Первые шаги в жизни - де Бальзак Оноре 8 стр.


— Это-то верно, — пробормотал Пьеротен, — Эй! Эй! Рыжий!

— Вам, наверно, в Венеции довелось видеть прекрасную роспись? — снова заговорил граф, обращаясь к Шиннеру.

— Я слишком был влюблен и ни на что не обращал внимания; тогда все это мне казалось пустяками. А вместе с тем я должен был бы, кажется, навсегда излечиться от любви, потому что именно на венецианской земле, в Далмации, я получил жестокий урок.

— Можно полюбопытствовать, какой? — спросил Жорж. — Я знаю Далмацию.

— Ну, если вы там бывали, вам, должно быть, известно, что в глухих уголках Адриатического побережья полным-полно старых пиратов, морских разбойников, корсаров на покое, которых не успели повесить, и…

— Ускоков,[32] — докончил Жорж.

Услышав это название, граф, некогда ездивший по приказу Наполеона в Иллирийские провинции, настолько был удивлен, что даже повернул голову.

— Я был… ну, в том городе, как его… он еще славится мараскином, — сказал Шиннер, притворяясь, будто не может вспомнить название.

— В Заре! — подсказал Жорж. — Я там тоже бывал. Это на побережье.

— Совершенно верно, — продолжал художник. — Я отправился туда, чтобы изучить местность, я обожаю ландшафты. Мне уже раз двадцать хотелось приступить к пейзажу, никем, по-моему, не понятому, кроме Мистигри, который со временем станет вторым Гоббемой, Рюисдалем, Клодом Лорреном, Пуссеном и другими.

— Если он станет хоть одним из них, и то хорошо! — воскликнул граф.

— Не прерывайте ежеминутно, сударь, — сказал Оскар, — иначе мы не доберемся до сути.

— Вдобавок молодой человек обращается не к вам, — заметил графу Жорж.

— Когда кто-нибудь говорит, прерывать невежливо, — наставительно произнес Мистигри, — но мы все так делаем, и много потеряли бы, если бы во время чьей-нибудь речи не развлекались, обмениваясь мыслями друг с другом. В «кукушке» все французы равны, — сказал внук Кара-Георгия. А посему — продолжайте, любезный старец, и похвастайтесь чем-нибудь. Это допускается и в лучшем обществе; вам, вероятно, известна пословица: с волками жить — по-волчьи шить!

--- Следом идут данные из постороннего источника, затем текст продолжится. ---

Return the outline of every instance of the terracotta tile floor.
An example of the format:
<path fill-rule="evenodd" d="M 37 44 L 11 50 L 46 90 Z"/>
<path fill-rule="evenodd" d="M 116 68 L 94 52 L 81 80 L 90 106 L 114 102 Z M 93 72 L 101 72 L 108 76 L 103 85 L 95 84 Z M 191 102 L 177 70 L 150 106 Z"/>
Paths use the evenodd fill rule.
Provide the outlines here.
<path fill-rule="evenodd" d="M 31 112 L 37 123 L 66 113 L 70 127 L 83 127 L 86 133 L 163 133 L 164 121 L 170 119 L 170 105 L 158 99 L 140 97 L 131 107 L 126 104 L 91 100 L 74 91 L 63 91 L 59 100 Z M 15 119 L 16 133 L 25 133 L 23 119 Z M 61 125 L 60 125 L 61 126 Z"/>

— Про Далмацию мне насказали всяких чудес, — продолжал Шиннер, — вот я и направляюсь туда, оставив Мистигри в Венеции, в гостинице.

— В locanda![33] — поправил Мистигри. — Подпустим местного колорита!

— Говорят, Зара — ужасная дыра…

— Да, — согласился Жорж, — но это крепость.

— Еще бы, черт возьми, — подхватил Шиннер. — Это обстоятельство играет немалую роль в моем приключении. В Заре множество аптекарей, и вот я поселяюсь у одного из них. За границей главное занятие жителей — сдача внаем меблированных комнат, а все другие профессии — только так, дополнение. Вечером я надеваю свежее белье и усаживаюсь у себя на балконе. И вдруг на балконе, по ту сторону улицы, я вижу женщину, ах, но какую женщину! Гречанку, — этим все сказано! Первую красавицу во всем городе: глаза-как миндалины, веки опущены, точно занавески, а ресницы-как густые кисти для красок; овал лица прямо-таки рафаэлевский, цвет кожи-восторг, бархатистых тонов, оттенки нежно переливаются, а руки… О!

— И не кажется, будто они из сливочного масла, как на картинах школы Давида, — подтвердил Мистигри.

— Вечно вы суетесь со своей живописью! — воскликнул Жорж.

— Ну как же, — отпарировал Мистигри, — гони природу в дверь, она вернется в щель.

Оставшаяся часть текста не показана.